María le dijo entonces al ángel: “¿Cómo podrá ser esto, puesto que yo permanezco virgen?” El ángel le contestó: “El Espíritu Santo descenderá sobre ti y el poder del Altísimo te cubrirá con su sombra. Por eso, el Santo, que va a nacer de ti, será llamado Hijo de Dios. Ahí tienes a tu parienta Isabel, que a pesar de su vejez, ha concebido un hijo y ya va en el sexto mes la que llamaban estéril, porque no hay nada imposible para Dios”. María contestó: “Yo soy la esclava del Señor; cúmplase en mí lo que me has dicho”. Y el ángel se retiró de su presencia.
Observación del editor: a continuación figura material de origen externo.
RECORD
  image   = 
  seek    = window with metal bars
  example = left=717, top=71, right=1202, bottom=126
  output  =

Con la meditación de este Evangelio pretendo que se fortalezcan nuestros corazones, por ello quiero que reflexionemos en algunas actitudes de María que nos pueden llevar a la felicidad y plenitud de vida:

1. Profunda vida interior:

La Virgen María, quien sabía meditar en su corazón todo lo que ocurría, supo descubrir en la visita de este ángel, la presencia de Dios. Muchas veces llevamos tantos ruidos en nuestro corazón que no nos permiten escuchar lo que Dios quiere comunicarnos. María fue visitada por el ángel, éste la encontró llena gracia. En su interior había tranquilidad para poder captar el mensaje de Dios. Hasta que no haya paz en nuestro corazón, no podremos descubrir el plan tan hermoso que Dios tiene para cada uno de nosotros.
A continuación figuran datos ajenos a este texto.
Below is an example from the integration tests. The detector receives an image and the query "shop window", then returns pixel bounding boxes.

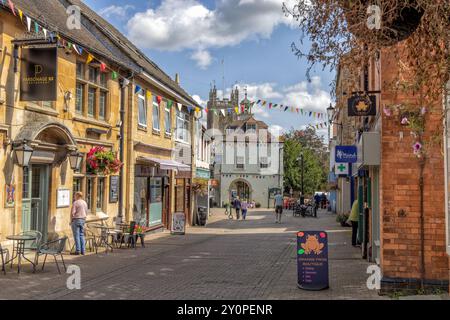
[138,90,147,128]
[96,178,105,212]
[88,88,96,117]
[75,83,84,113]
[153,97,161,131]
[86,178,94,212]
[164,107,172,135]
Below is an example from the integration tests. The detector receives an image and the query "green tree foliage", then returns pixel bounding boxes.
[283,128,329,196]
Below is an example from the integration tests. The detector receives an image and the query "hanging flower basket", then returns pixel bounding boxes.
[87,147,123,176]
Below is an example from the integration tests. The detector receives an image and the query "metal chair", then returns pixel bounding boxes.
[11,230,43,268]
[36,237,68,274]
[0,243,9,275]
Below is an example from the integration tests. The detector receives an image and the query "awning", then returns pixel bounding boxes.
[138,157,191,171]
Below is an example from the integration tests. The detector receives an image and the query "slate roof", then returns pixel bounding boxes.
[6,0,200,107]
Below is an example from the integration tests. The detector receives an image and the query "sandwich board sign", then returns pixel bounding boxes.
[297,231,330,291]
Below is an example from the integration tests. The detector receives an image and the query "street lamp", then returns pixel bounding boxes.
[14,140,34,167]
[297,152,305,204]
[69,151,83,171]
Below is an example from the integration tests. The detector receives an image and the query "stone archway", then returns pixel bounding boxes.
[228,179,253,201]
2. Disposición para el plan de Dios:

María, quien sabe escuchar, también se dispone para realizar el Plan de Dios, aunque éste pudiera parecer absurdo, difícil o irrealizable.

3. Búsqueda constante:

Los hombres nos instalamos muy fácil y nos acomodamos sin darnos cuenta. María no, al contrario, ante tal panorama que el ángel le mostraba de ser la Madre de Dios, comienza a preguntarse, entra en una actitud de búsqueda. Su pregunta nunca es producto de la duda, sino del anhelo de conocer con mayor profundidad el don y la misión que Dios le está compartiendo, lo cual expresa una fidelidad y una generosidad extraordinaria para poder responder a lo que Dios le pide. Nunca dejemos de hacernos preguntas, de buscar, de llamar o de querer encontrar respuestas en Dios.

4. Confianza en Dios:

Nos encontramos en una sociedad que quiere ver, quiere sentir, quiere palpar, quiere tener todas las certezas para dar pasos seguros. María, quien ha meditado todo en su corazón, tiene la certeza de que todo esto viene de Dios, en su interior sabe ponerse en las manos de Dios y sabe confiarse a lo que Dios quiere de ella.
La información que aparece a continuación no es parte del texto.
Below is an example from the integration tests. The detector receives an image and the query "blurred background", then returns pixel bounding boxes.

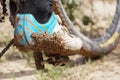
[0,0,120,80]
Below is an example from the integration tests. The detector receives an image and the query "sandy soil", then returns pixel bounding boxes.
[0,0,120,80]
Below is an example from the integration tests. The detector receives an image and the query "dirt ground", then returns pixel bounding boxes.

La confianza de María parte de que ella ha puesto en el centro de su vida y de su corazón a Dios. Esto me hace pensar en muchos jóvenes que desperdician su vida cuando no quieren animarse a descubrir lo que Dios quiere de ellos, cuántas vidas frustradas o cuántas vocaciones fracasadas por no confiar en Dios

5. Un sí generoso y sostenido:

María Santísima sabe ser generosa con la entrega de toda su vida. No se reserva nada para ella, se entrega totalmente a la Voluntad del Señor, sabiendo que el Plan de Dios es el medio para su propia santificación y cumplimiento de las promesas hechas desde antiguo. Vinieron las pruebas y las dificultades y ella no se echó para atrás, supo ser fiel al sí que le había dado a Dios.

Pidámosle a María Santísima que nos regale la valentía para dos cosas: atrevernos a descubrir en nuestro interior lo que Dios quiere de nosotros y poder darle nuestro sí generoso al Señor.